Esta es la clave de la victoria. El gobierno está determinado a «hacer frente» a las manifestaciones de los sábados. Cuenta con la laxitud y el agotamiento del movimiento. Y está claro que si el movimiento no supera las formas que ha tenido desde noviembre será inevitable un reflujo en un momento dado. Por contra, el comienzo de un amplio movimiento de huelgas indefinidas daría un golpe fatal al gobierno. Macron se vería obligado, como mínimo, a disolver la Asamblea Nacional, en la esperanza de desactivar el desarrollo de una crisis revolucionaria.

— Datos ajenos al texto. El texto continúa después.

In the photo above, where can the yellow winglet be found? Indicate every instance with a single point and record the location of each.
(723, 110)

Sin lugar a dudas, muchos trabajadores apoyan la idea de una huelga general dirigida contra el gobierno Macron. No esperan nada bueno de éste. Pero saben que no será suficiente con que un sector empiece la huelga para que los demás le sigan. Los estibadores, los trabajadores de las refinerías y los ferroviarios, entre otros, tuvieron la amarga experiencia de 2010, 2016 y 2017. Los dirigentes confederales de los sindicatos no movieron un dedo para extender la huelga a otros sectores. Aisladas, estas huelgas fracasaron. Armados con esta experiencia, muchos trabajadores miran a las cúpulas sindicales y se dicen: «esta gente no parece preparada todavía, tampoco esta vez, para extender un movimiento huelguístico. Si nos lanzamos, nos arriesgamos a quedarnos solos». Éste es un obstáculo serio. Pero es un obstáculo relativo a la presión de la base. Por eso, tarde o temprano, cederá.
¡Contra el capitalismo!
La disolución de la Asamblea Nacional sería una primera victoria. ¿Y luego? ¿Qué tipo de gobierno necesitamos? Los chalecos amarillos dicen: «¡El poder al pueblo!» ¡Estamos de acuerdo! ¿Pero qué supone esto en lo concreto? Para que el «poder para el pueblo» sea real, efectivo, esto supone la transferencia del poder económico y político a las manos de los trabajadores, es decir, de los que producen todas las riquezas. Esto significa la expropiación de los parásitos gigantes del CAC 40, de los que Macron es el apoderado, y que poseen las principales palancas de la economía: bancos, industria, distribución, energía, transportes, sector farmacéutico, medios de comunicación, etc.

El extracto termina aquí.